For some, however, those feelings are more extreme and interfere with everyday life. In those cases, it is not a simple case of the winter blues, but rather, a condition known as seasonal affective disorder.
SAD is a type of major depression that occurs at specific times of the year, said Lori Myers, a licensed clinical social worker practicing in Herkimer. In most cases, the depressive episodes begin in the fall or winter and subside in the spring. Although less common, this condition can also occur during the spring or early summer.
“It is important to be educated on the differences between experiencing the ‘winter blues’ versus SAD,” Myers said. “Typically, winter blues is characterized as feeling more down than usual, sad and less energized. Whereas, individuals experiencing SAD will have a decrease in their quality of life and their ability to function at home and work, and their relationships may be negatively impacted.”
For people to be formally diagnosed, they must meet the criteria for major depressive episodes coinciding with the fall and winter months for at least two years, Myers said.
Common symptoms of a major depressive episode include feeling hopeless or worthless, losing interest in activities once enjoyed, trouble sleeping, changes in appetite, irritability, social withdrawal, fatigue, impaired cognitive function including deficits in attention, problem solving and working memory, like finding the right word while talking, and, in some cases, suicidal thoughts.
SAD strikes millions
According to Psychology Today, an estimated 10 million Americans suffer from SAD, though exact numbers are hard to come by because many cases of SAD go undiagnosed. It is more commonly diagnosed in women and young adults, aged 18 to 30, than in men and older adults. A family history of SAD, depression or bipolar disorder may increase the risk of a SAD diagnosis.

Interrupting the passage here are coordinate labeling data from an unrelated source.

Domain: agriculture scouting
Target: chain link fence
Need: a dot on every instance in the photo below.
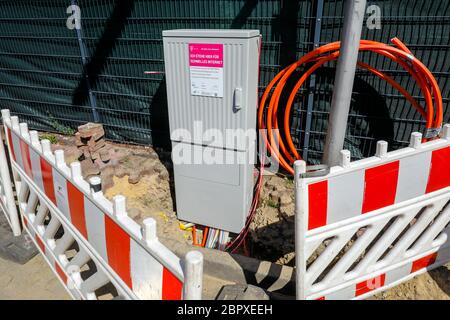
(56, 78)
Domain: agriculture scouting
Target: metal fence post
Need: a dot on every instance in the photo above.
(300, 260)
(312, 81)
(343, 83)
(193, 276)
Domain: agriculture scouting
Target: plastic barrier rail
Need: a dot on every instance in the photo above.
(89, 241)
(371, 224)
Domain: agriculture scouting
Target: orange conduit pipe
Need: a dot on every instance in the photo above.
(285, 152)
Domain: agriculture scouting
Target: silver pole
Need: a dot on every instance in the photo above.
(343, 83)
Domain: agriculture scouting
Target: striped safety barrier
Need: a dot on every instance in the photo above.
(371, 224)
(67, 215)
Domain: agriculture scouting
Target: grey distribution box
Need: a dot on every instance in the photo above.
(212, 79)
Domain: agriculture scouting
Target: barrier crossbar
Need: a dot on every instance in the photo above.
(90, 242)
(371, 224)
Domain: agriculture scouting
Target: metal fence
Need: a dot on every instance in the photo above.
(56, 78)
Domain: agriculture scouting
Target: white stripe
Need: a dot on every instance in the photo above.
(413, 176)
(17, 150)
(397, 274)
(95, 226)
(345, 196)
(36, 168)
(146, 273)
(60, 187)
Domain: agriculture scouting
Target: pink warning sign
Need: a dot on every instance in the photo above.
(208, 55)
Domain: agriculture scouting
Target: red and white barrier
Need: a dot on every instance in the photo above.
(129, 255)
(373, 223)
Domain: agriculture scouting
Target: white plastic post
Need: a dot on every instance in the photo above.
(75, 168)
(354, 11)
(34, 139)
(95, 184)
(59, 158)
(193, 276)
(15, 122)
(24, 131)
(300, 261)
(7, 186)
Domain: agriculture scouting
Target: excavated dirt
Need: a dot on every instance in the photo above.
(144, 176)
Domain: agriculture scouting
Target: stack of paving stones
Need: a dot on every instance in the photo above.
(91, 143)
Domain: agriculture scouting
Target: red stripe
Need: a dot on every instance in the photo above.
(172, 286)
(11, 146)
(380, 186)
(423, 262)
(40, 244)
(370, 284)
(76, 207)
(25, 151)
(317, 204)
(47, 178)
(60, 273)
(118, 249)
(439, 170)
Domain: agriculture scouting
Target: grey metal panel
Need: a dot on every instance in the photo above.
(240, 71)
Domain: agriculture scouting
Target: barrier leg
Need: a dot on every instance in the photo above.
(9, 196)
(193, 276)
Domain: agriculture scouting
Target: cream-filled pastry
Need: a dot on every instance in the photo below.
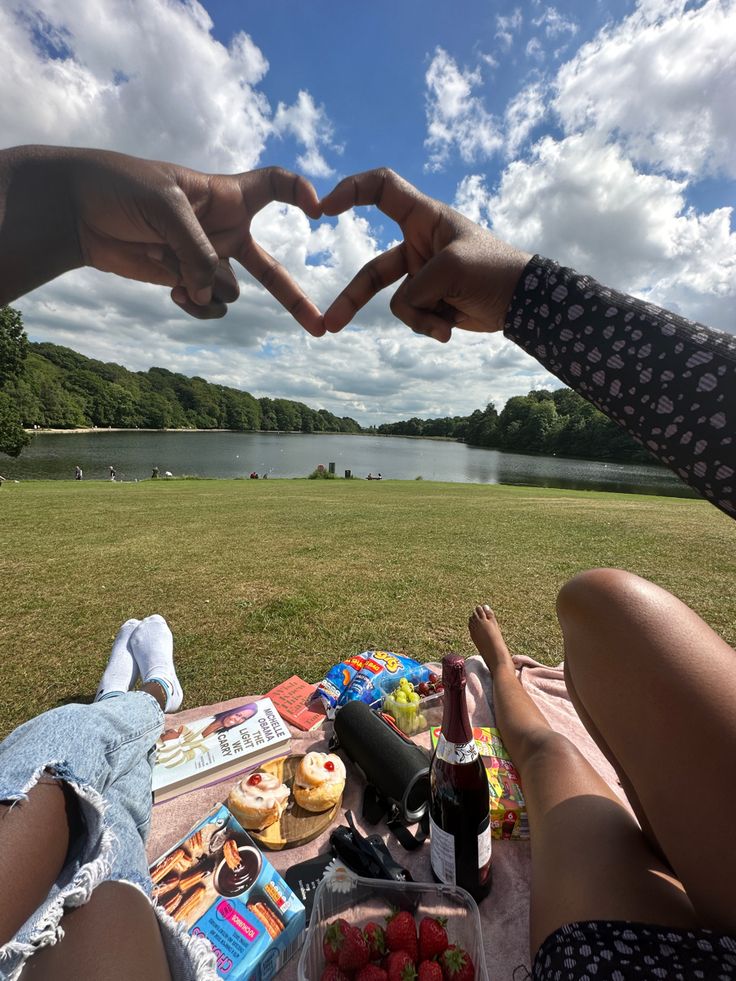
(319, 781)
(259, 800)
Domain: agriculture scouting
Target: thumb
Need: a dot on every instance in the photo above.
(429, 292)
(181, 231)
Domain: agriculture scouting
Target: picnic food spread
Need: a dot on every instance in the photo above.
(218, 884)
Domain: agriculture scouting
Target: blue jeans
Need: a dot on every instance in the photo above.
(104, 752)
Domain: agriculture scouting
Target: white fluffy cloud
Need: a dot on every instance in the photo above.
(507, 25)
(554, 24)
(110, 74)
(663, 83)
(583, 202)
(644, 108)
(456, 117)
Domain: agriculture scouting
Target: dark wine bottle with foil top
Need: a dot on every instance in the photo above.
(459, 804)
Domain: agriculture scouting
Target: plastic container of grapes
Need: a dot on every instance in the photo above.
(361, 900)
(427, 714)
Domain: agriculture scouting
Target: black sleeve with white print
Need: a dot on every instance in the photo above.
(670, 382)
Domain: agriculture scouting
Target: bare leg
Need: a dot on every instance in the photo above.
(590, 859)
(660, 687)
(132, 946)
(27, 872)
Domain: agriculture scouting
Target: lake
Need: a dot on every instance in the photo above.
(224, 454)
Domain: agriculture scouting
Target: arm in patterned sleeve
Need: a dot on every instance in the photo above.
(668, 381)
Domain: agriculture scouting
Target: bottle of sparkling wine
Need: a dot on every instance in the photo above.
(459, 805)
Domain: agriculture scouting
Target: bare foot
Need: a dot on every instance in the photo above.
(487, 637)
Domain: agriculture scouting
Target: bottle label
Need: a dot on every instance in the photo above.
(442, 853)
(484, 849)
(458, 753)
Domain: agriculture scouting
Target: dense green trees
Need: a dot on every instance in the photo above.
(50, 386)
(58, 388)
(13, 353)
(560, 423)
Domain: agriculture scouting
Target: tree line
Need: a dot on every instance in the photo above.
(54, 387)
(560, 423)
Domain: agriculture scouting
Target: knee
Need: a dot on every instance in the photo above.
(600, 592)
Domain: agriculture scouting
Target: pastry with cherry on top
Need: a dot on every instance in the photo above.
(259, 800)
(319, 781)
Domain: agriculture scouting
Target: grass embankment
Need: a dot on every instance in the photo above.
(263, 579)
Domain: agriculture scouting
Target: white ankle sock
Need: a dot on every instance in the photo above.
(153, 649)
(121, 672)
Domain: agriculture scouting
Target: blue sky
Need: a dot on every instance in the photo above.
(599, 133)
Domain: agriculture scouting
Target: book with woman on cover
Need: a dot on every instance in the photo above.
(215, 747)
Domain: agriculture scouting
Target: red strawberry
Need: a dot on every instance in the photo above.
(354, 952)
(432, 936)
(429, 971)
(332, 940)
(401, 933)
(372, 972)
(376, 938)
(333, 973)
(400, 966)
(457, 964)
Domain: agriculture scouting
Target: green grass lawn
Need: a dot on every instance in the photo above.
(260, 580)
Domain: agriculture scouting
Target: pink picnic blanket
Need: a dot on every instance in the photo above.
(505, 913)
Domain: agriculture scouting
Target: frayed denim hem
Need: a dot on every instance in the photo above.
(44, 926)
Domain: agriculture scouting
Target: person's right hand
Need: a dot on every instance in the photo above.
(62, 208)
(457, 274)
(162, 223)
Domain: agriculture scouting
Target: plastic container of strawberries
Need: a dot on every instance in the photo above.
(361, 900)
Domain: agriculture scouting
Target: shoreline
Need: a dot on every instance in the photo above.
(242, 432)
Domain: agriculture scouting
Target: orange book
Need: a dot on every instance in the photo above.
(292, 699)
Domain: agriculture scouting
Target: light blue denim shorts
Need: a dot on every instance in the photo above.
(104, 753)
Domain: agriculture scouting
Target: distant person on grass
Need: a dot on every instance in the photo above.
(651, 681)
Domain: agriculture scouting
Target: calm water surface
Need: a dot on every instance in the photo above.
(219, 454)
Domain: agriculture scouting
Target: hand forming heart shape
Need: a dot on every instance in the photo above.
(456, 273)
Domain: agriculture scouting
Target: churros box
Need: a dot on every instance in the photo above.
(217, 883)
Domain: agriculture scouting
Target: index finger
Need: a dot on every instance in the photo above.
(384, 188)
(261, 187)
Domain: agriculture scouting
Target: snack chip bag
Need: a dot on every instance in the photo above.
(336, 681)
(380, 673)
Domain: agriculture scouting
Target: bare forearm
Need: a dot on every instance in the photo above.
(38, 239)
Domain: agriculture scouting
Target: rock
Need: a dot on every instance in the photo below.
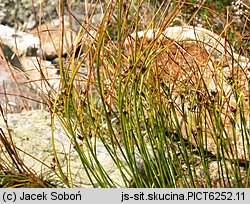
(18, 41)
(15, 94)
(31, 132)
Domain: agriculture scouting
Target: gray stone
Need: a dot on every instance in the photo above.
(17, 41)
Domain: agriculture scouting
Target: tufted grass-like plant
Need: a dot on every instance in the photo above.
(150, 102)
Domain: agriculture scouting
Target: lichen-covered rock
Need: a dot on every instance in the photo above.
(31, 132)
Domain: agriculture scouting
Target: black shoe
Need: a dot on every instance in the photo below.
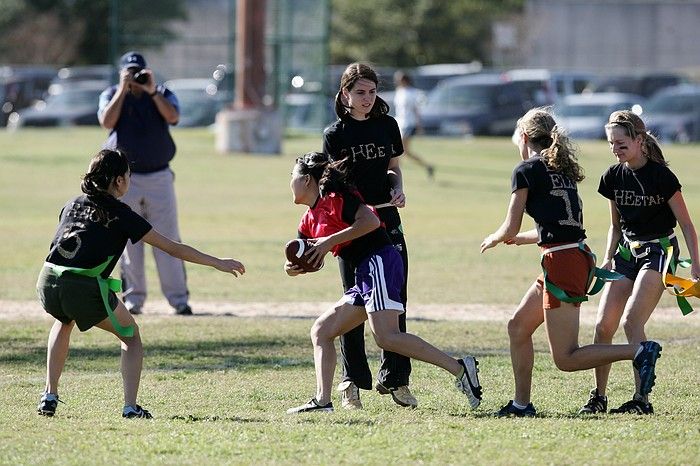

The good news is individuals do not have to sit around and wait until spring to alleviate their symptoms, Myers said.
First, for anyone experiencing a period during which most of their days are characterized as feeling down and out, they should reach out to their primary care doctor to rule out other possible causes of these symptoms and discuss their options. Evidence-based treatments shown to alleviate symptoms include light therapy, psychotherapy, or talk therapy, and sometimes medication, Myers said.
There are also a number of steps anyone feeling down during the winter months can take to improve their mood and quality of life. Myers suggests maintaining a regular schedule, especially a sleep schedule, frequent exercise and a healthy diet.
“Whether its four days at the gym, a brisk morning walk or cranking up the music and dancing in the living room, get moving,” she advised. “And research continues to show improving your nutrition can prevent and treat mental illness.”
Other tips include staying connected with family and friends and getting outside when weather permits to soak up some sunshine.
“As always, if anyone is having suicidal thoughts, they should seek professional assistance immediately,” Myers stressed.